The other day I went to a repair shop to have the windshield on my Dodge Dakota replaced. They advertised in-and-out in an hour. Which turned out to be false advertising. So, since I wasn’t getting the fast service I was promised I decided to kill some time by taking a walk in the neighborhood. That’s when I came across this signage.
I was literally stopped in my tracks. Oh the images that flooded through my mind as I pictured people pulling up to a drive-thru window to have every thing from an ear to a belly-button pierced.
“Please put your car in park and keep your seat belt fastened, now lean your head out the window and…”

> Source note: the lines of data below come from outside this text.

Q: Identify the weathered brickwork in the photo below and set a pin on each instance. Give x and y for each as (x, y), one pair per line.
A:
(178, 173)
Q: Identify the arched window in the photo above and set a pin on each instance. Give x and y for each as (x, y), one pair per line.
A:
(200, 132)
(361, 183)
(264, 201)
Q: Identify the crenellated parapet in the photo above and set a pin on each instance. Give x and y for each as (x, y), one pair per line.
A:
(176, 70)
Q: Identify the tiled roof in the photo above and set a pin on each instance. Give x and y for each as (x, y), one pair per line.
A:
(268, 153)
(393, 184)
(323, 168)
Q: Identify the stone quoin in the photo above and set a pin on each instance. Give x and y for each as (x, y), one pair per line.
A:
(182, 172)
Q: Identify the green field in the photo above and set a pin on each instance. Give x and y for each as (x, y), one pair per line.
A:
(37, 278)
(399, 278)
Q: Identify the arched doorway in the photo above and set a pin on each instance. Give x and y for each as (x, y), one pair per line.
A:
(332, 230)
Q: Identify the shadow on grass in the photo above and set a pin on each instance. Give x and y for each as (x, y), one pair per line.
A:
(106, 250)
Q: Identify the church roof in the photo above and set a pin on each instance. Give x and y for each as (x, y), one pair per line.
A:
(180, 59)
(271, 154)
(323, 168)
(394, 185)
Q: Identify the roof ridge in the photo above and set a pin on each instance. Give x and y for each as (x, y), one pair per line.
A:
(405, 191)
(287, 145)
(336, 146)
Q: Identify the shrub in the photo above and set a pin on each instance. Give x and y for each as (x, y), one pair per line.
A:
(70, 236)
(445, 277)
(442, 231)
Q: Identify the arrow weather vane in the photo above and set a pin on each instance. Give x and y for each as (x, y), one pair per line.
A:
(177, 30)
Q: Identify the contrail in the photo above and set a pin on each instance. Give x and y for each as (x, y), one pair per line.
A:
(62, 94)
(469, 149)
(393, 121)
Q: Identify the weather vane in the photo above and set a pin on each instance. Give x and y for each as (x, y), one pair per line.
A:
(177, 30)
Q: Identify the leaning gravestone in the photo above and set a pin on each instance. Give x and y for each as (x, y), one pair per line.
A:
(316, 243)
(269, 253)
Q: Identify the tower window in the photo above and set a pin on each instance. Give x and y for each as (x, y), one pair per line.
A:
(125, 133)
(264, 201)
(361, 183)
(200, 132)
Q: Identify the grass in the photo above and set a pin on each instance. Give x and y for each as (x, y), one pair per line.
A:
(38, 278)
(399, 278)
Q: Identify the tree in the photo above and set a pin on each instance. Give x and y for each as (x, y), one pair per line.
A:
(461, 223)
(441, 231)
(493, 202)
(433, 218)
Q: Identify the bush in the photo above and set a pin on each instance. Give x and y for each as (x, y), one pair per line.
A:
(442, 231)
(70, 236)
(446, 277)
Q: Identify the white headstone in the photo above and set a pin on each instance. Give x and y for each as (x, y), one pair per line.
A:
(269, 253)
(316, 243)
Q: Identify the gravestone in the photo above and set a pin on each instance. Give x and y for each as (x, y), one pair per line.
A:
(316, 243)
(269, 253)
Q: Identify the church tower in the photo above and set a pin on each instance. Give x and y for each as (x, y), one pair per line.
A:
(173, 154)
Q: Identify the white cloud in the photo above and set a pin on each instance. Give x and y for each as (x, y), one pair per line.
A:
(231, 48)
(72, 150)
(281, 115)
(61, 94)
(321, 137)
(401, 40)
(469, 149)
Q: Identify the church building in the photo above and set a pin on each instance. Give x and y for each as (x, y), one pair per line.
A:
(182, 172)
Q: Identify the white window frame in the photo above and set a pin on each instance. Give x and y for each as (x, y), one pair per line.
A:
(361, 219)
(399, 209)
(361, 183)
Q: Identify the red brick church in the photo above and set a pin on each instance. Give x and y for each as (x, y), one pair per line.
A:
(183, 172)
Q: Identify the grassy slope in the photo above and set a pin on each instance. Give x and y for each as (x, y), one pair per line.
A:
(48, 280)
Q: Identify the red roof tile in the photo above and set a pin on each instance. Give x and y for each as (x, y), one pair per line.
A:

“Would you like fries with that tongue piercing?”
(Turns out this is actually a coffee house as well as a puncture house, but the signage from the street said nothing about coffee.)
While, thankfully, this is not really a body piercing drive-thru, it got me thinking about just how much we have become a drive-thru culture. We want what we want and we want it now! We see it in fast food, banking, and oil changes on our cars. In Vegas you can get a drive-thru wedding. I remember seeing a sign recently for drive-thru divorce. The internet has added to the instant culture. We can shop, bank, and order food all from our computer or our phone. We have become conditioned to “fast” and anything that is “slow” is inferior—it’s the story of the Tortoise and the Hare in our everyday lives. It was why I selected that particular windshield repair shop—in-and-out in an hour was too good to resist.
However, I don’t normally equate quality with speed. If I am looking for an excellent meal, I expect to go to a restaurant where the food will be prepared fresh to my order and I expect to wait longer than I would at McDonald’s. Things of high value; a well built home, a handcrafted piece of furniture, a masterpiece of art, are things that we would expect to take longer to create and are hard to appreciate when we are in “drive-thru” mode. My one-man show, Truth Be Told… from a Guy Who Makes Stuff Up, addresses the values of time and perseverance in shaping our lives. As an artist/performer, I have learned the value of the hard work that goes into creating art. Art done fast is almost always inferior to art that has been crafted over time (I have done both… believe me, I can tell the difference.)
As I ponder our drive-thru culture I see its impact in the church. Many churches try to blend into the culture, give the consumer what they want and do it fast. My friend Jeff Smith wrote a short sketch called McChurch which pokes fun at what church would look like if it were a drive-thru. Our culture places a high value on expediency and the church can get sucked into that quicker-is-better race. I see it in the way we incorporate art in the church (see my previous blogs, The First Church of Youtube and The Pendulum Swings). I believe the church does need to be relevant and speak to our culture, don’t get me wrong, but some things can’t or shouldn’t be hurried or obtained on-the-go. A body piercing, a masterpiece of art, our spirituality and relationship with Christ—these are some things that take time, sometimes a lifetime!
What examples can you share of where faster is NOT better?